Pricing and output determination (decisions) under Monopolistic Competition
Since in monopolistic competition firms produce differentiated products, prices for them will be determined in the market depending upon their respective demand and cost conditions.
Each firm sets a price and output of its own product. The firm will go on producing until MC=MR. As long as marginal revenue is greater than marginal cost ( MR>MC), the seller will find it profitable to expand his output and when marginal revenue is less than marginal cost ( MR<MC), the firm will not produce. The firm is in equilibrium where MR=MC and it will be maximizing profits.
Longrun Equilibrium Position.
In the longrun, a monopolistically competitive firm, earns normal profits. It is in equilibrium at a point where marginal revenue is equal to longrun marginal cost. If the price is less than the average cost ( the same as average revenue is less than average cost), the firm will leave the industry because it makes losses. The supernormal profits in the shortrun attract new firms into the industry and eventually profits become zero or normal.

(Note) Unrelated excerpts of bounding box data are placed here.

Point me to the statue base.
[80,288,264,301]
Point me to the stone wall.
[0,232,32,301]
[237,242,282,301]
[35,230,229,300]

Figure 2.44 longrun equilibrium
The firm is in equilibrium at point E producing output Q1 and selling it at price P2. Normal (zero) profits are earned by the firm. The firm is seen to produce at excess capacity i.e less than optimum output (at the lowest point of the AC curve). Optimum output would be Q2 in the above case, which corresponds with the lowest point of the AC curve. All firms therefore earn normal profits in the longrun.